Ransomware attackers move alarmingly quickly. If a target opens a phishing email attachment, it only takes a little over three hours for the cybercriminals to begin performing recon across the target’s network; within a day, they’ll have accessed a domain controller and begun deployment of their ransomware package. So knowing where your vulnerabilities are is critical. Servers with Remote Desktop Protocol (RDP) enabled, unpatched web servers, and a lack of multifactor authentication for logins are all common and key weak points that attackers will exploit.
2. IT hygiene + companywide awareness and education.
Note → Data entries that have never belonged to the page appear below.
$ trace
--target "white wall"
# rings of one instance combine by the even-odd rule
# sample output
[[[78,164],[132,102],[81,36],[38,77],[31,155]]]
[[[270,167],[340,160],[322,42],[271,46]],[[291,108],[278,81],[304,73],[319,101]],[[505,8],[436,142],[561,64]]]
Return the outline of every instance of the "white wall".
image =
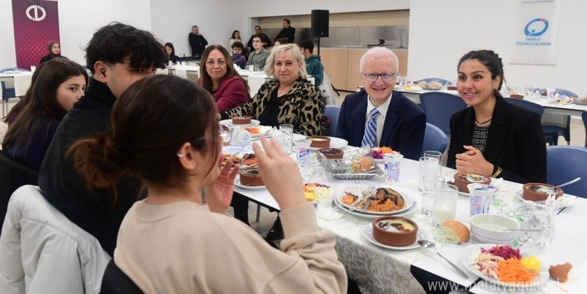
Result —
[[[188,34],[194,24],[209,45],[228,48],[232,31],[243,33],[240,25],[246,18],[242,9],[244,3],[237,0],[151,0],[152,31],[163,43],[173,43],[175,54],[180,57],[191,54]]]
[[[98,28],[111,22],[121,22],[151,30],[150,0],[58,0],[61,54],[85,64],[82,50]],[[12,1],[0,1],[0,69],[16,64]]]
[[[587,1],[564,0],[556,45],[556,65],[510,64],[516,1],[512,0],[411,0],[408,75],[456,78],[456,65],[470,50],[496,52],[510,85],[557,87],[587,95]]]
The obvious next step once you’ve identified your weak points is to patch them. Don’t have two-factor authentication? Implement it. Security definitions out of date? Update them. RDP servers are enabled? Shut them down or put them behind a VPN. This is as much an awareness issue as an IT one. Anyone in the organization that sends an email, has a password, or uses a device to log onto a network needs to know and practice basic IT hygiene, including creating stronger passwords and knowing how to spot spear-phishing emails. If they don’t know what that means, they need to be taught. The security of a hospital’s network is only as strong as its weakest password.
3. Implement EDR with human-led threat hunting.
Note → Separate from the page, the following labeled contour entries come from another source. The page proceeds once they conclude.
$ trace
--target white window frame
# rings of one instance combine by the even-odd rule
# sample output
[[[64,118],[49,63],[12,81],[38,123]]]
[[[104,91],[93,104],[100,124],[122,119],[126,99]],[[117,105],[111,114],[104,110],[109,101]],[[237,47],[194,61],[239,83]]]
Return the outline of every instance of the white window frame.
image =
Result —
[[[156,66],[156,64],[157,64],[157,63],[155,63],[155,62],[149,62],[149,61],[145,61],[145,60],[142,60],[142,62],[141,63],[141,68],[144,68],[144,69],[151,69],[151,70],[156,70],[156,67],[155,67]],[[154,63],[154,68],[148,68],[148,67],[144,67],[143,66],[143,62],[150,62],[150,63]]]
Endpoint detection and response (EDR) shores up security defenses for every device linked to a network, while also providing crucial information on potential threats to response teams who track down and neutralize these issues. This goes hand-in-hand with the human touch of a threat hunting team, whose expertise at recognizing red flags and attack patterns, and parsing the context of impending threats, empowers organizations to proactively go after the problem – ejecting ransomware packages from networks and neutralizing threats at their root cause – rather than sitting in a reactive position.
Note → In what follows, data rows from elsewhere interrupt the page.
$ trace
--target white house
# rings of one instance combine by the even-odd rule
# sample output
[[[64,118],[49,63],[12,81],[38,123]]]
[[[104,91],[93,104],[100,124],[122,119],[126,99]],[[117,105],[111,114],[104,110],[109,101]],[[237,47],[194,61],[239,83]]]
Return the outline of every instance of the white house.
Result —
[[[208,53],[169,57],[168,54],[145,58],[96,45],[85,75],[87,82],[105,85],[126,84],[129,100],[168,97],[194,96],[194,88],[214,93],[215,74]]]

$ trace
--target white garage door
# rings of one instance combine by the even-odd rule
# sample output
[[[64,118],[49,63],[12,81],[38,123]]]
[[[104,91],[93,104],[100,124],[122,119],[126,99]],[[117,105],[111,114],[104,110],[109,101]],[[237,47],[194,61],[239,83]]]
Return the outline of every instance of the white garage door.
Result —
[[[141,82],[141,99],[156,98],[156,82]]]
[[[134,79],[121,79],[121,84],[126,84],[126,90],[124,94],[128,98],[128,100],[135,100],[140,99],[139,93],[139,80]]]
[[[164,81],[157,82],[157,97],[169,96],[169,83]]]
4. Deploy lightning-fast incident response.
Ransomware moves fast, so healthcare providers need to be able to move faster. Sophos Rapid Response does exactly that: a first-of-its-kind offering that accelerates hospitals’ and health systems’ ability to identify, neutralize, and expel cybercriminals from their networks. The speed of your response is critical; it’s the difference between an executed or thwarted ransomware deployment – and potentially, life or death for patients. Sophos Rapid Response provides the lightning-fast edge that healthcare providers need to stay a step ahead of ransomware gangs, minimizing the damage done to their networks, recouping otherwise lost costs, reducing recovery time, and ultimately helping to preserve the speed and quality of patient care – even potentially saving lives.
With ransomware, the clock is always ticking and every second counts. It’s not an unbeatable threat, but being able to tackle the ransomware problem means hospitals and health systems can’t waste any time on deploying a combination of robust security defenses and proactive, rapid response measures.